Why every business should pay attention to big data

Big Data

Big Data is a big deal. We currently live in an age where information is everywhere, and data is exponentially growing at a rapid pace. This data has the potential to enable machine-assisted decision making, automation and business optimization, essentially setting the groundwork for digital transformation.

Yet 60% of global data and analytics decision makers say their company is sitting on 100 terabytes of data or more and are struggling to keep up with the overflowing amount of information. Studies have shown that 80% of the world’s data is unstructured, and remains locked within Enterprise Information Management (EIM) systems. Unstructured data encompasses information that is continuously produced by various sources from social media, IoT and smart devices, emails, voicemails, presentations, legal depositions, web pages, videos, and more.
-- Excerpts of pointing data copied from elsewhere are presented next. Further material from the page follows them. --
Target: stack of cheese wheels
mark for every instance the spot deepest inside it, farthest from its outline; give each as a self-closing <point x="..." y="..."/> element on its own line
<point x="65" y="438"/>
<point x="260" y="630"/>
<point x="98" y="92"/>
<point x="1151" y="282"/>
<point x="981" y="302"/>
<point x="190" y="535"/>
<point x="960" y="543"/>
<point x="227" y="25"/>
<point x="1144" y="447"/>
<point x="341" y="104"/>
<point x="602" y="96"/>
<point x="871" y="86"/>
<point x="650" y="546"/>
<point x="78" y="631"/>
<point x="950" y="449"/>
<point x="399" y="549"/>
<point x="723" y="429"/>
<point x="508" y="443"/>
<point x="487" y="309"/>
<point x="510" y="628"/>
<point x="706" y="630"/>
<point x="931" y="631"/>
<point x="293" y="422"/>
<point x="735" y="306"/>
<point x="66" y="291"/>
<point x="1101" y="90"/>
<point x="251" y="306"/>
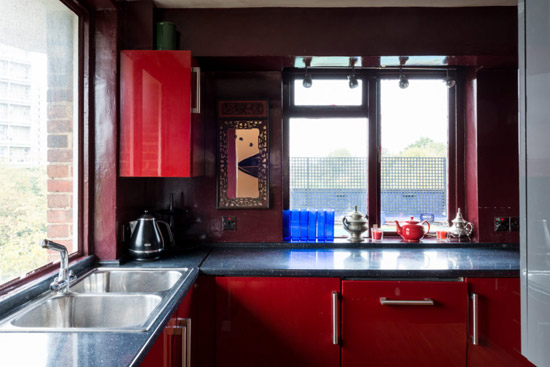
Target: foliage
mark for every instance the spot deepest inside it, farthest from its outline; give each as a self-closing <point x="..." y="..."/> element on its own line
<point x="23" y="210"/>
<point x="424" y="147"/>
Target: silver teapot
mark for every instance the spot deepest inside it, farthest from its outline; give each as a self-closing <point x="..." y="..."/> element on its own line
<point x="355" y="224"/>
<point x="460" y="228"/>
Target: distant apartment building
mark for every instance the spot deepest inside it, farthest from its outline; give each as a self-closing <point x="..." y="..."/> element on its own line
<point x="22" y="107"/>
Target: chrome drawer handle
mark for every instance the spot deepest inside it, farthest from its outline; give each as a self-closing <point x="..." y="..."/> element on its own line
<point x="335" y="314"/>
<point x="475" y="319"/>
<point x="403" y="302"/>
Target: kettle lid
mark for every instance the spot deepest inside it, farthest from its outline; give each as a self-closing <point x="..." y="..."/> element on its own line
<point x="146" y="216"/>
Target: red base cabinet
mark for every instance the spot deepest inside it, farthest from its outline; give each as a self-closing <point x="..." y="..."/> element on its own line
<point x="188" y="339"/>
<point x="159" y="136"/>
<point x="497" y="318"/>
<point x="276" y="322"/>
<point x="400" y="332"/>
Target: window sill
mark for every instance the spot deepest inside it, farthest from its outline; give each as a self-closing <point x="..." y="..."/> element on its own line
<point x="27" y="288"/>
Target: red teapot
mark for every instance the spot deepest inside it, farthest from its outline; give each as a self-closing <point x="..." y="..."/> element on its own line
<point x="412" y="231"/>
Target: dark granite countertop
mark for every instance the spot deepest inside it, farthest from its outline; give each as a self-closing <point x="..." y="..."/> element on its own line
<point x="406" y="261"/>
<point x="367" y="260"/>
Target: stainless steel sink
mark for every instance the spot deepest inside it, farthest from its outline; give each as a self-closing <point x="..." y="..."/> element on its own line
<point x="104" y="299"/>
<point x="90" y="311"/>
<point x="127" y="281"/>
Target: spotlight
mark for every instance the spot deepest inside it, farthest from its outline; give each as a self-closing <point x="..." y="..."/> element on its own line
<point x="403" y="81"/>
<point x="307" y="82"/>
<point x="352" y="79"/>
<point x="449" y="82"/>
<point x="353" y="83"/>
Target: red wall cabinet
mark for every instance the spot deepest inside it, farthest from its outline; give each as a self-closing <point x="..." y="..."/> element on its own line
<point x="394" y="323"/>
<point x="495" y="311"/>
<point x="159" y="134"/>
<point x="276" y="322"/>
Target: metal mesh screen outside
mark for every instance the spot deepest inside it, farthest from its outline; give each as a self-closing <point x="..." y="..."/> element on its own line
<point x="410" y="185"/>
<point x="337" y="183"/>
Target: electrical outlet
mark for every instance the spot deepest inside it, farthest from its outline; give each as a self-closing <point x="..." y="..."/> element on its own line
<point x="514" y="224"/>
<point x="229" y="223"/>
<point x="502" y="224"/>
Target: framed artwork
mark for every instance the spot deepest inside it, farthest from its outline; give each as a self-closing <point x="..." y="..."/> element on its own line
<point x="243" y="154"/>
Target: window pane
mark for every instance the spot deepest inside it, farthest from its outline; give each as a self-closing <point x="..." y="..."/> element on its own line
<point x="327" y="93"/>
<point x="414" y="123"/>
<point x="38" y="133"/>
<point x="328" y="166"/>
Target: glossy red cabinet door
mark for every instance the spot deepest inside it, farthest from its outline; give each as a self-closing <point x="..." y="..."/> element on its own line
<point x="498" y="323"/>
<point x="275" y="322"/>
<point x="157" y="130"/>
<point x="402" y="335"/>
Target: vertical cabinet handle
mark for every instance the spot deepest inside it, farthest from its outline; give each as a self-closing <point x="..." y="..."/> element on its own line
<point x="182" y="328"/>
<point x="197" y="107"/>
<point x="475" y="319"/>
<point x="335" y="314"/>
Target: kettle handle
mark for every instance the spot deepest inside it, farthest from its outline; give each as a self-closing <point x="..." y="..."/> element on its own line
<point x="345" y="223"/>
<point x="428" y="223"/>
<point x="469" y="227"/>
<point x="169" y="231"/>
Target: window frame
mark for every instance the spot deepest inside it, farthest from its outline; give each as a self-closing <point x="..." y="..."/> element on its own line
<point x="83" y="141"/>
<point x="370" y="108"/>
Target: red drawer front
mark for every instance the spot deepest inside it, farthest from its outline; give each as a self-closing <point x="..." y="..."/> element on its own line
<point x="275" y="322"/>
<point x="382" y="335"/>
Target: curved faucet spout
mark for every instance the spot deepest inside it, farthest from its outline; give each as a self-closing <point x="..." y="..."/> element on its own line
<point x="61" y="283"/>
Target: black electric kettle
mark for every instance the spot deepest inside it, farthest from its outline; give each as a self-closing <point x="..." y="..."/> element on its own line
<point x="146" y="239"/>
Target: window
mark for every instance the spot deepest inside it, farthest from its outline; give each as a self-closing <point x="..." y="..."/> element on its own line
<point x="377" y="146"/>
<point x="39" y="173"/>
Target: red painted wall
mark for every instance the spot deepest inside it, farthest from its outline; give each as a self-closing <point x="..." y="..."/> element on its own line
<point x="497" y="151"/>
<point x="346" y="31"/>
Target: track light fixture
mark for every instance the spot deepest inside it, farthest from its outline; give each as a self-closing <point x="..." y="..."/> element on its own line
<point x="403" y="80"/>
<point x="308" y="81"/>
<point x="352" y="79"/>
<point x="449" y="81"/>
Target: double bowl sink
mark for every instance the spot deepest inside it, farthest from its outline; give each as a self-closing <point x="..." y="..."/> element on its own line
<point x="104" y="299"/>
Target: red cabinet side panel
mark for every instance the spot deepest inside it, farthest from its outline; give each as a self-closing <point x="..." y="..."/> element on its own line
<point x="499" y="340"/>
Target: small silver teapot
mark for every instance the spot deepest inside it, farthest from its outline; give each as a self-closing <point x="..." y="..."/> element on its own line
<point x="355" y="224"/>
<point x="460" y="228"/>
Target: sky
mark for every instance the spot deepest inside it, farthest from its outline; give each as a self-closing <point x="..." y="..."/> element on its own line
<point x="407" y="115"/>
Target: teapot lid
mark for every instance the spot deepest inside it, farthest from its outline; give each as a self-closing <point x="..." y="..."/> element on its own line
<point x="356" y="216"/>
<point x="411" y="221"/>
<point x="459" y="218"/>
<point x="146" y="216"/>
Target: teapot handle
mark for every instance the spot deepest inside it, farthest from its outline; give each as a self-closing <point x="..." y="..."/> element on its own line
<point x="345" y="223"/>
<point x="428" y="223"/>
<point x="169" y="231"/>
<point x="470" y="227"/>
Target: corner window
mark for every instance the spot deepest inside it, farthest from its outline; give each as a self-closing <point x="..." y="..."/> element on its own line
<point x="377" y="146"/>
<point x="39" y="134"/>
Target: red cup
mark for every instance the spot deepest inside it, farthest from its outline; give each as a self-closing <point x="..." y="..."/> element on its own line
<point x="377" y="234"/>
<point x="441" y="235"/>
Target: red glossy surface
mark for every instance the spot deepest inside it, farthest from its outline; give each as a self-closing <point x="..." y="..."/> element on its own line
<point x="499" y="323"/>
<point x="275" y="322"/>
<point x="156" y="129"/>
<point x="381" y="335"/>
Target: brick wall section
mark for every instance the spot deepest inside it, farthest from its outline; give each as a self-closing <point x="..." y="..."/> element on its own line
<point x="60" y="136"/>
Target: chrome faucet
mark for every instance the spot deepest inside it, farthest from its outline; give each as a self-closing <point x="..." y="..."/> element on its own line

Unstructured content, on its own, or paired with structured data, can be put to work to refine a business’s strategy. But a major challenge that enterprises are struggling with today is first, understanding the complexity and volume of data that their business generates and second, knowing what to do with it.

Unlocking the value of unstructured data

The unstructured data being generated every day inside and outside businesses holds targeted, specific intelligence that is unique and valuable, and can be used to find the keys to current and future business drivers. By ignoring Big Data, businesses are unable to derive actionable insights that can lead to tangible outcomes. But done correctly, intelligent corporations can turn this huge stash of dusty data into richer insights and make data-driven decisions, while reducing cost and staying ahead of the competition.
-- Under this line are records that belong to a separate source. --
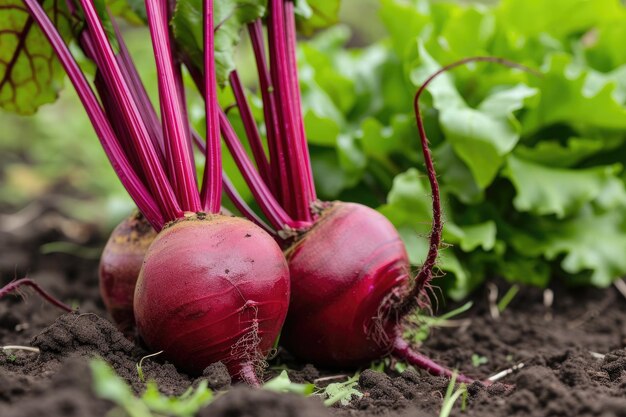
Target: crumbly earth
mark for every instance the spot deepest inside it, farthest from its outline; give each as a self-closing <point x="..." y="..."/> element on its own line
<point x="573" y="350"/>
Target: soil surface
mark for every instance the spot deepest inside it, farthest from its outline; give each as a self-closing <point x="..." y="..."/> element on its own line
<point x="571" y="344"/>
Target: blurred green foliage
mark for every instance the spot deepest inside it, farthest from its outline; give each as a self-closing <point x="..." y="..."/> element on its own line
<point x="531" y="168"/>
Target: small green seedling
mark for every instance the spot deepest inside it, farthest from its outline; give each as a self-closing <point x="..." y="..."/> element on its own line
<point x="478" y="360"/>
<point x="108" y="385"/>
<point x="507" y="298"/>
<point x="452" y="396"/>
<point x="341" y="392"/>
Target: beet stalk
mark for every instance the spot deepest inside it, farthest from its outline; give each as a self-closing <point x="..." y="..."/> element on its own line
<point x="212" y="287"/>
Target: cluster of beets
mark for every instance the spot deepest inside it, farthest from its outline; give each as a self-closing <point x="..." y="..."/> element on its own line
<point x="332" y="279"/>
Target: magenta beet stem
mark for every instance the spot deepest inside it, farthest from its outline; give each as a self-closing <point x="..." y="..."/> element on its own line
<point x="133" y="184"/>
<point x="402" y="350"/>
<point x="212" y="181"/>
<point x="425" y="274"/>
<point x="15" y="285"/>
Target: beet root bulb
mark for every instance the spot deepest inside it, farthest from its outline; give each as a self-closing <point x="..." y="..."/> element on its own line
<point x="343" y="272"/>
<point x="120" y="264"/>
<point x="213" y="289"/>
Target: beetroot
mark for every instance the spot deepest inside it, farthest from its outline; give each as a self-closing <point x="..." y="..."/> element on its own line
<point x="351" y="280"/>
<point x="343" y="270"/>
<point x="120" y="264"/>
<point x="213" y="288"/>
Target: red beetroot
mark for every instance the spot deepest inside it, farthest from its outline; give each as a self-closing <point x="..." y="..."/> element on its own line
<point x="343" y="270"/>
<point x="213" y="289"/>
<point x="120" y="264"/>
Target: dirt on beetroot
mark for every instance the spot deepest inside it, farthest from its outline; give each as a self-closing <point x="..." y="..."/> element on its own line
<point x="572" y="349"/>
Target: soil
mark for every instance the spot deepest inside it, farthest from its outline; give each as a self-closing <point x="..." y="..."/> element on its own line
<point x="572" y="349"/>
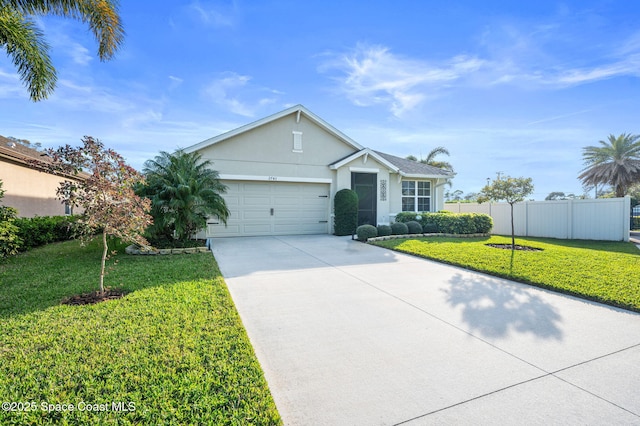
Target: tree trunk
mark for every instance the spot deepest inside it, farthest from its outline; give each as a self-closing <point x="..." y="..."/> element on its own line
<point x="513" y="230"/>
<point x="104" y="259"/>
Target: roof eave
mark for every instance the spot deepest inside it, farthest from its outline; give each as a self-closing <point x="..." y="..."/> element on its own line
<point x="300" y="109"/>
Data can be collected, fed into other applications, algorithms applied, information exchanged through deep learning and insights discovered to improve decision-making. For example, asset-intensive industries can put their data to work in the form of predictive maintenance and resource scheduling. Data can inform HR departments on hiring analysis to fill roles with the best candidates. Algorithms can be applied to help find ways to retain top talent based on measuring potential.

But for businesses to thrive in today’s dynamic digital landscape, they need the right tools to unlock data from every known channel, with access to insights that lies in the deepest depths of an enterprise. Advances in text analytics and machine learning are giving companies more power to cross-examine unstructured content, rather than leaving them to rely on intuition and gut instinct.

Practical AI: the right tools will bring positive outcomes

There’s no doubt that Artificial Intelligence (AI) is changing the world. And it’s changing the enterprise first – including some of the most paper-intensive industries such as healthcare, government and banking. Utilizing practical uses of AI, like text mining and AI-augmented capture, enables organizations to bring their data to life regardless of the source.

Text mining is a process that allows a machine to read unstructured textual data, which usually contains more valuable context and insights than its structured counterparts. With this technology, machines are able to learn to not only identify any mentions of people, places, things or events, but can also read written text and assign emotional tone to each of these mentions. Using the financial sector as an example, sophisticated analytics allows banks and financial organizations to spot and understand trends, like common product complaints or frequently asked questions.

AI-augmented capture takes text mining a step further by capturing and interpreting content locked in documents, be them in paper form, scanned in, or in your digital files. It then uses AI to tread and understand the content in documents, classifying them more effectively, so that they then can be automatically routed to the right people, with the right priority level and in compliance with the sensitivity of the information in the document. For example, government entities and large enterprises struggle to grapple with the pure volume of incoming information as part of critical operations, from onboarding, invoicing, claims, customer correspondence, and more. But these tools largely reduce the need for error-prone, time-consuming manual intervention for all processes.

Using the right tools can provide visibility into what customers are valuing at that moment and allows organizations to identify new product categories or business opportunities. By deploying these practical uses of AI and analytics, organizations will shift from being data-driven to insights-driven, which has become an absolute must for companies to keep up with competition in the modern day and age of the digital revolution.